By now, most of you are aware that it doesn’t take much to amaze and astound me. It could be a sunset, or rise, the sweet smell of a newborn babe, the smile exchanged between two caring individuals. It was none of the above that amazed and astounded me this week. I was in Niverville with friends and the restaurant of choice was Hespeler’s Cookhouse and Tavern.
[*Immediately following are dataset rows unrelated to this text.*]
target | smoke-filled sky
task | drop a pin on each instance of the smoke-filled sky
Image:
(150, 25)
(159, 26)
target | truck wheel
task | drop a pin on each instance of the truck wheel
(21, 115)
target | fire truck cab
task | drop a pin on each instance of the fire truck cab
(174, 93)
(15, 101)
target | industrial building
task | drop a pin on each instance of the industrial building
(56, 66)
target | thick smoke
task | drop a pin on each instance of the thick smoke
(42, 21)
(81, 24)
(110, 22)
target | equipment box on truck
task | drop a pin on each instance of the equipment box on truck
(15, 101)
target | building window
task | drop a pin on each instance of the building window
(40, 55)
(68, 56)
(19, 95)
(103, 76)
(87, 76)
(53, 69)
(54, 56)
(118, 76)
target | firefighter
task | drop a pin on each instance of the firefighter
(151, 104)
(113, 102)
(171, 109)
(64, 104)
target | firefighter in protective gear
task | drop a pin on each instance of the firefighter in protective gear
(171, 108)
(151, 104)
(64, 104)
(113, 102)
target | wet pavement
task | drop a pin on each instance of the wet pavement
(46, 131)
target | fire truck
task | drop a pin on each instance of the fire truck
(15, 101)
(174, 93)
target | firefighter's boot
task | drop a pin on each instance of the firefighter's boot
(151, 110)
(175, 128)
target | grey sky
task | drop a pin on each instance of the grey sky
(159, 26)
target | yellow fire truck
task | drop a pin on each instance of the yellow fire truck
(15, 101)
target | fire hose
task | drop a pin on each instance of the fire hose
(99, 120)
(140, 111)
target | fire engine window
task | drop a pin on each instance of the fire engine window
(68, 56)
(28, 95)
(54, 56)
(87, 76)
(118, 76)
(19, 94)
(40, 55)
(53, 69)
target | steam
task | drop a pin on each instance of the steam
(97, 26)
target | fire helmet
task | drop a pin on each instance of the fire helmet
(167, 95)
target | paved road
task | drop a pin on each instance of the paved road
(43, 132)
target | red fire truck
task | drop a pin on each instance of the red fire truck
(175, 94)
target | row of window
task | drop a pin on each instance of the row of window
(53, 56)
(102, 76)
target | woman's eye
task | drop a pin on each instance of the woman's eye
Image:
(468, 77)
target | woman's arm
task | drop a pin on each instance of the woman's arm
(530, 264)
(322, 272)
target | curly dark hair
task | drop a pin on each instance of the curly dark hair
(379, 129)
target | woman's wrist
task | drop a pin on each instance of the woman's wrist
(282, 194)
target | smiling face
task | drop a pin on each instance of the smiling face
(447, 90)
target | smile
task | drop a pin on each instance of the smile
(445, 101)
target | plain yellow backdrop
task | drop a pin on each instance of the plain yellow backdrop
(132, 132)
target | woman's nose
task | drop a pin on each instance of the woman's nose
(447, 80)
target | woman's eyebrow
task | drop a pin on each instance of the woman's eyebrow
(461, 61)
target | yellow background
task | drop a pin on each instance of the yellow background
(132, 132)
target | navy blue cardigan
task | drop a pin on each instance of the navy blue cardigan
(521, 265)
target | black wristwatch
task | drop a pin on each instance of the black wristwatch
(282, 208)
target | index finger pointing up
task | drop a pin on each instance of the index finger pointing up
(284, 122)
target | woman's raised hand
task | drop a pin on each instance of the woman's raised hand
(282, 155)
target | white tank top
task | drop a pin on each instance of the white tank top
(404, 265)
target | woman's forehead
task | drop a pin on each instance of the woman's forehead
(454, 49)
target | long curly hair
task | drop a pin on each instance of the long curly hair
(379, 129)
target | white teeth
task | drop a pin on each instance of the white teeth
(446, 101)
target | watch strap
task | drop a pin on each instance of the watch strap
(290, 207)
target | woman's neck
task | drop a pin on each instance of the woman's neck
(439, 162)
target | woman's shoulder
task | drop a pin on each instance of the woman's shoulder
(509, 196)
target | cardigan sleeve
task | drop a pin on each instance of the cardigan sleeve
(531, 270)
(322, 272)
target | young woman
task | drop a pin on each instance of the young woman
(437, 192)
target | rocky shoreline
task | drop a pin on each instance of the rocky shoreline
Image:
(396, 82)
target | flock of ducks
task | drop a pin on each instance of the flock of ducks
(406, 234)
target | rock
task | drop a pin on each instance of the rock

I was familiar with the family name, for William Hespeler, from Baden-Baden, Germany, became a British subject sometime before 1867. By then he and his brother ran a successful distillery and he had married a Canadian woman. In 1871 he was hired by the Canadian government as an immigration agent. Returning to Germany he heard that a number of Mennonite families in Russia wanted to immigrate to the United States. Reporting back to his authorities in Canada, he was instructed to persuade them to choose Canada. He was able to arrange for thousands of Mennonites to immigrate. He arranged for further Mennonite immigration. He combined his work for the government with his private business of grain merchant, but he also worked to ensure the welfare of new immigrants through the provision of emergency supplies and temporary shelter. He planned the town of Niverville, and (with his son) erected the first grain elevator on the Canadian Prairies. So the name is a huge part of my heritage.

The restaurant is a part of the Niverville Heritage Centre, a not-for-profit corporation and event centre, owned by the Niverville community. The complex includes a seniors care home, apartment units, and an event centre that hosts more than 150 weddings and special events a year and serves more than 18,000 people. The complex intergenerational living cultivates a meaningful connection between, families, children, and seniors. The kitchen provides food for the care home and the restaurant is open to the public. There is plenty of parking, and a play area for the young ones.

As I said, I was amazed and astounded. What far thinking person came up with this, and how did they convince the community to participate? Wheelchair friendly. Access to good meals, family connections, and living comfortably. Signs in the washrooms reminded that the center is not for profit. Our support of the events centre and the restaurant contribute to the viability of the establishment. Perfect location, not far from Winnipeg for special events, or an evening out, and not far from a college/university where there are students needing jobs.

One of my first reactions was that there was a tavern. Parts of Southern Manitoba have been quite resistant to the idea of a bar or a pub. (Recalling Hespler’s career as a distillery owner, pieces fell into place.) The food was excellent, portions generous. The service efficient and pleasant. Choice of seating included close to a fireplace, family size tables, and intimate corners. Lovely.  

I was inspired to see that medium sized communities can pool their resources for the greater good. And I understand they are not done dreaming, they want more services. Gives me hope for every community.